# Best place to buy a freshwater master test kit?



## redchigh

I'm sick of useless strips. I want the real deal...

I'd like one like the tetra laborett test kit that measures all the normal stuff
(no2, no3, ph, kh, gh) but I'd also like it to measure ammonia and CO2.

I don't have a lot of money, to be honest... but I figure a good test would last me a really long time.

Price is the limiting factor for me... I'm about to call all the LFS in my area, but let me know if anyone spots a deal, okay?
I'd appreciate it.


----------



## Angel079

If that's what you want then i'd order here; ship site to store (so you don't have add with shipping) and be happy Walmart.com: Tetra Laborett Master Aquarium Water Test Kit: Fish

That's the cheapest one I found lately.


----------



## redchigh

Angel079 said:


> If that's what you want then i'd order here; ship site to store (so you don't have add with shipping) and be happy Walmart.com: Tetra Laborett Master Aquarium Water Test Kit: Fish
> 
> That's the cheapest one I found lately.

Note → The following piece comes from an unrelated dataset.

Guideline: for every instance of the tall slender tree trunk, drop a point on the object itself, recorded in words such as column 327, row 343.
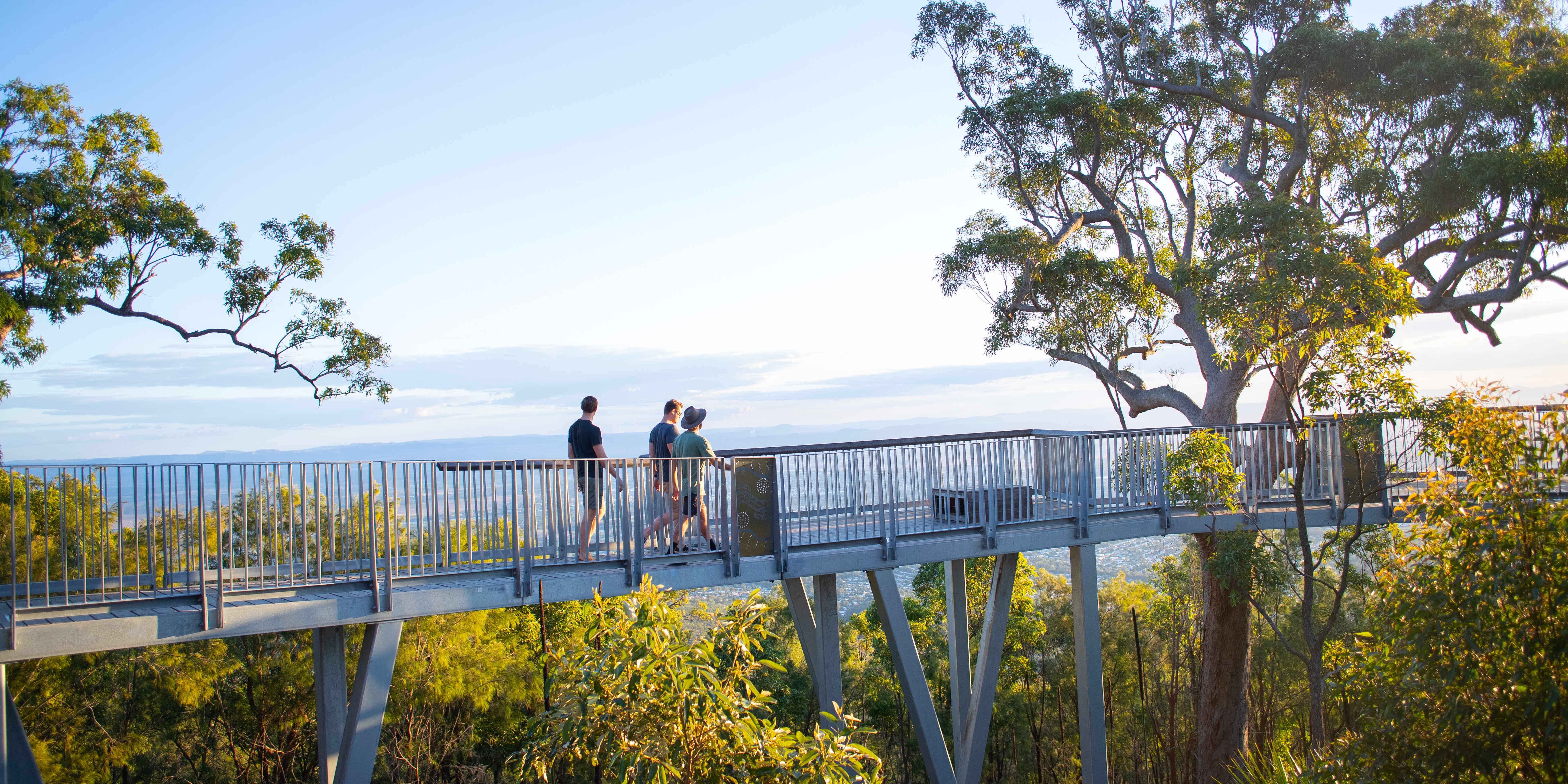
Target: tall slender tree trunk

It doesn't offer site2store on that item, plus they're out of stock. With shipping to home its about $27


----------



## redchigh

redchigh said:


> It doesn't offer site2store on that item, plus they're out of stock. With shipping to home its about $27


Okay I just read that it doesn't actually measure CO2, it just has a chart.... so I guess I'll just buy a different one and download the chart. :-/


----------



## Mean Harri

I got mine from kensfish.com
It's the first one listed under API test kits. 
wateradditives


----------



## iamntbatman

Sometimes (actually it seems pretty frequent) Drs. Foster and Smith has the API Master Kit on sale for less than that, but their normal price is a bit higher. That Ken's Fish price is about the lowest "everyday" price I've seen, though.


----------



## JohnnyD44

I would go with Drs.Foster and smith, right now they're running a flat shipping rate...so you can throw in a couple gallon bottles of water conditioner and it'll only cost you one shipping price.


----------